Time + treatement effects

Nicheca · July 24, 2019, 7:10am

Hi Everyone,

I conducted an experiment with 20 newborn calves and I analyzed tissue samples collected in the colon at birth (baseline) and at d5 of life in the same animals. I have 2 groups of calves CON and TRT (treatment started just after first sample collection) and I would like to look at the time and TRT effects on microbial population. I also have the gene expression in the same samples and would like to find the best tool to look at the correlation between host and microbial populations.
I was thinking at ANCOM and Sparcc analysis, do you have any other suggestions?
Concerning the ANCOM analysis, what is the best way to run it? Can I use the d0 as a baseline and look at the differences concerning the treatment AND the time? Or should I split my dataset?
Many thanks in advance,

jwdebelius · July 24, 2019, 7:14am

Hi @Nicheca,

Welcome!

My tendency is to recommend everyone starts with beta divesrity because I figure if there's a community-level difference there is a lower probability that whatever you see in feature-based analysis is a false-positive. (There are definitely other opinions on what the appropriate order is!) As far as your experimental design, I think you'll get the most milage out of accounting for your paired design. Have you checked out the longitudinal data tutorial which deals with both paired samples and larger gradients?

Best,
Justine

Nicheca · July 24, 2019, 2:09pm

Hello Justine,

Thanks for you quick reply!
I did not mentioned, but I looked first at the alpha and beta diversity - no difference except for the Faith’s Phylogenetic between the baseline and d5. I would like then to go to the features levels. I did check the longitudinal data and wanted to give a try to the Feature volatility analysis, do you recommend it ? What will be the difference with ANCOM?
Thanks again,

jwdebelius · July 24, 2019, 2:27pm

Hi @Nicheca,

ANCOM behaves sort fo like a t-test to test the hypothesis that \bar{x}_{1} \neq \bar{x}_{2}, assuming that the samples are different between the two groups. So, it is compositionally aware (pro) but you can't account for the replicate nature in your data (con). To be honest, I haven't played that much with the individual volatility plots for features. The other thing I will mention, though, is that you cna also do LMEs in q2-Gneiss (see the Gneiss tutorial here), which is a compositionally aware technique, but can also be harder to interpret.

Best,
Justine

Nicholas_Bokulich · July 24, 2019, 2:36pm

feature-volatility is just going to assess what features are changing over time in all samples that you feed to it... so it will not be aware of treatment or of individuals. I do not mean to that this action won't be useful to you, just that it won't stratify samples by treatment by default.

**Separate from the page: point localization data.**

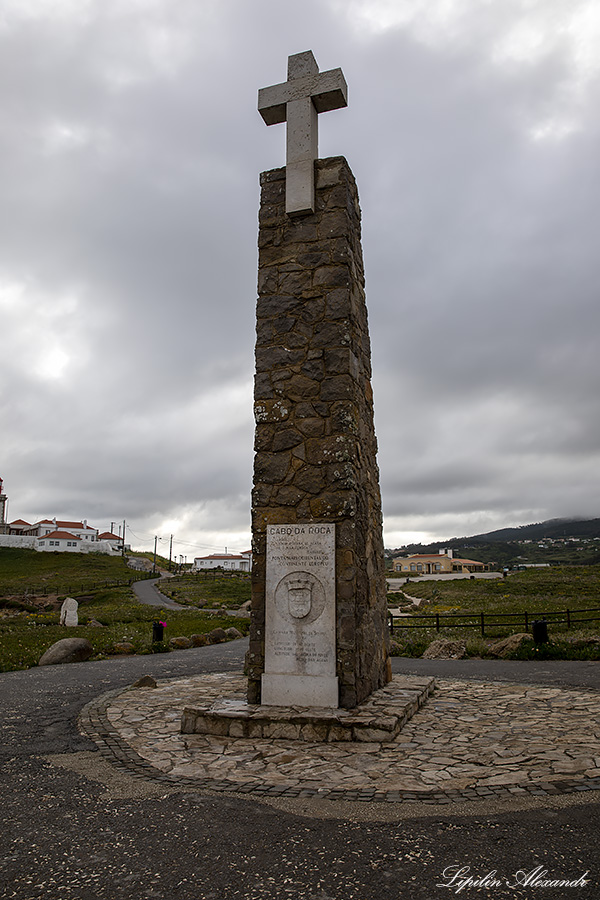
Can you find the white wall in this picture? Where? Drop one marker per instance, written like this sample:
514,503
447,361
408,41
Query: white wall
17,540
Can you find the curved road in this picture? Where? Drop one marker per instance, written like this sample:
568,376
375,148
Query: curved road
147,592
72,827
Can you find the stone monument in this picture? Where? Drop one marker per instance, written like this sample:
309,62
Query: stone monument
319,614
68,613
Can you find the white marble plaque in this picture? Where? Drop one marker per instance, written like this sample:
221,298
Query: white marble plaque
300,645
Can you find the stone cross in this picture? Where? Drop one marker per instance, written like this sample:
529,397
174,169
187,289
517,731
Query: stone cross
298,101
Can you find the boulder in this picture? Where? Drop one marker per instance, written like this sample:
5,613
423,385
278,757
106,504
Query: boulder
67,650
145,681
217,636
123,647
445,649
233,633
506,646
180,643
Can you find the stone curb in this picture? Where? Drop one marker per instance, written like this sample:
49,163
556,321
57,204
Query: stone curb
93,722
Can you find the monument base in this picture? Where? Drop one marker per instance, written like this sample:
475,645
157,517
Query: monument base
378,719
300,690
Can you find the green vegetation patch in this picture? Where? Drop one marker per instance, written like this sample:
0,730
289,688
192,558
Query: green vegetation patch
29,572
24,637
212,590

Something that could be very interesting to try here is the maturity-index action, which is essentially a special case of feature-volatility. This was originally developed for assessing how different treatments impacted the "maturation" of the gut microbiome in human infants, so a somewhat similar design to your own. It will stratify the data by treatment, and train the model only on the control group to assess what "normal" maturation conditions look like, then use that model to test whether each subject is maturing at a "normal" rate. It will report important features, just as feature-volatility does, and you can use those feature importances as input to the plot-feature-volatility visualizer to get the same data exploration visualization that feature-volatility generates.

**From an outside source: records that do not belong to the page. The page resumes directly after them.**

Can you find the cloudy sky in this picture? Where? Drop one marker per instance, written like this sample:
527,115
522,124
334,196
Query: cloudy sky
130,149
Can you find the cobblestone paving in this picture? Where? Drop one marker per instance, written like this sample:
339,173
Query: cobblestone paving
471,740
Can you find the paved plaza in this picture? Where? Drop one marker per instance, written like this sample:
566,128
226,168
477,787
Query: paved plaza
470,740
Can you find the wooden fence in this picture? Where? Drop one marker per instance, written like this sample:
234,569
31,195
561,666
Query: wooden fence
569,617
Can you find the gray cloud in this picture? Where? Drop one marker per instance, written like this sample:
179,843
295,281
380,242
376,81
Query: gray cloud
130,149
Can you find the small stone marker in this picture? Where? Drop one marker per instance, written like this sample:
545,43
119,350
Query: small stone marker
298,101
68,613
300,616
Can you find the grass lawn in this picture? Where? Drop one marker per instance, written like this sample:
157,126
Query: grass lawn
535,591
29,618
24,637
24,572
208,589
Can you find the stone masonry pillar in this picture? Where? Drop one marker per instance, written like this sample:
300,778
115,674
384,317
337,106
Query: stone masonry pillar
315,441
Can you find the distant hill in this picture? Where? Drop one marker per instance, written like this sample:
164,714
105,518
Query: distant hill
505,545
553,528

Nicheca · July 24, 2019, 11:51pm

Many thanks to both of you. I will give a try to the maturity-index and may come back to you if I run into troubles!

Cheers,

Nicheca · July 25, 2019, 4:43pm

Hi @Nicholas_Bokulich,

I just went trough the tutorial for the maturity-index and it specified that 'This analysis will only work on data sets with a large sample size, particularly in the "control" group, and with sufficient biological replication at each time point'.
I have only 10 animals in each group (control and treated) and only 2 time points. Do you think it is still relevant to apply this action?

Thanks,

Nicholas_Bokulich · July 25, 2019, 4:45pm

No, unfortunately that is too small for this action — the reason being that the action subsets your data, so you would be testing a tiny number of samples and just would not get robust results.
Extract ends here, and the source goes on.